Ricca ed eterogenea, distribuita su nove sale per altrettanti settori, la mostra milanese consente la visione, pur nell’insieme di opere tutte di indubbio valore, di capolavori di rara bellezza: da “La classe di danza” di Degas alla “Marina in Olanda” di Manet, dalla “Ragazza con gorgiera rossa” di Renoir alla “Place du Tertre à Montmartre” di Utrillo. Chagall è presente con “Nella notte”, del 1943, Kandinsky con “Cerchi in un cerchio”, dipinto nel ’23.

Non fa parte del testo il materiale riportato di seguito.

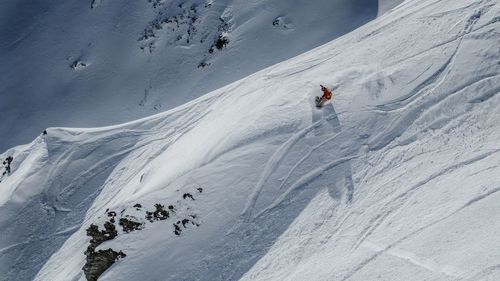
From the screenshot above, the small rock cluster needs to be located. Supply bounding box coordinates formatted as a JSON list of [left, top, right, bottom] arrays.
[[173, 214, 200, 235], [199, 14, 231, 67], [83, 222, 125, 281], [82, 186, 204, 280], [272, 16, 294, 30], [90, 0, 101, 9], [0, 156, 13, 182], [70, 60, 87, 70], [2, 156, 13, 175], [139, 0, 233, 69], [147, 0, 164, 9], [145, 203, 170, 222], [140, 2, 204, 52]]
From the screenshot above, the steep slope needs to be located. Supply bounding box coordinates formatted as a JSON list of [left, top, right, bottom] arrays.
[[1, 0, 499, 280], [378, 0, 405, 15], [0, 0, 378, 152]]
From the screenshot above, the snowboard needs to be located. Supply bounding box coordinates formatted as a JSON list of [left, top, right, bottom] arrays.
[[315, 96, 326, 108]]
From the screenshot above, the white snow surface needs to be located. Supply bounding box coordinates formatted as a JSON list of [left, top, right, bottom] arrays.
[[1, 0, 500, 280], [378, 0, 406, 16], [0, 0, 379, 152]]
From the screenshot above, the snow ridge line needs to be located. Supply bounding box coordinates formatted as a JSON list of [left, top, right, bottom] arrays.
[[392, 1, 492, 65], [41, 133, 147, 208], [359, 0, 444, 42], [87, 104, 213, 211], [240, 118, 326, 220]]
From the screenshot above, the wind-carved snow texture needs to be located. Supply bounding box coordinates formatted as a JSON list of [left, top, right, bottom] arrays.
[[1, 0, 500, 280]]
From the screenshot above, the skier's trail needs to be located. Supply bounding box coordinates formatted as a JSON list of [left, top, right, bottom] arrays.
[[277, 131, 344, 192], [254, 155, 358, 219], [340, 185, 500, 281], [243, 99, 355, 221], [241, 118, 324, 219], [352, 149, 500, 251], [363, 241, 464, 278]]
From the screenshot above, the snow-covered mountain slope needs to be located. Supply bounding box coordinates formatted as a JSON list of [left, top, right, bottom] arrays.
[[1, 0, 500, 280], [0, 0, 379, 152], [378, 0, 405, 16]]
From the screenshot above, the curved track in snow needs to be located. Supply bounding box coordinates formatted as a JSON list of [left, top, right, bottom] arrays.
[[0, 0, 499, 280]]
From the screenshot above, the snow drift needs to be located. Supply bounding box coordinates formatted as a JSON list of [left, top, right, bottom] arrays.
[[1, 0, 500, 280]]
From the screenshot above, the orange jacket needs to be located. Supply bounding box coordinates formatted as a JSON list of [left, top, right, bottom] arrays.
[[320, 85, 332, 100]]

Da segnalare il lavoro di trasformazione, insieme estetica e funzionale, degli spazi espositivi, finalizzato a ricreare l’atmosfera di un’istituzione museale tipicamente americana. Quindi arredi semplici e linee pulite. Mentre le quattro sale interamente dedicate alle opere acquistate da altrettanti collezionisti (Cassatt, White, Stern e Arensberg) si avvalgono di finiture particolarmente raffinate, pareti dai colori intensi, rivestimenti in tessuto dei pannelli di supporto dei quadri, legno a doghe per i pavimenti. Come piaceva alla ricca Philadelphia e ai suoi ricchi (e sapienti) capitani d’industria.

“Impressionismo e Avanguardie. Capolavori dal Philadelphia Museum of Art”, Milano, Palazzo Reale, fino al 2 settembre.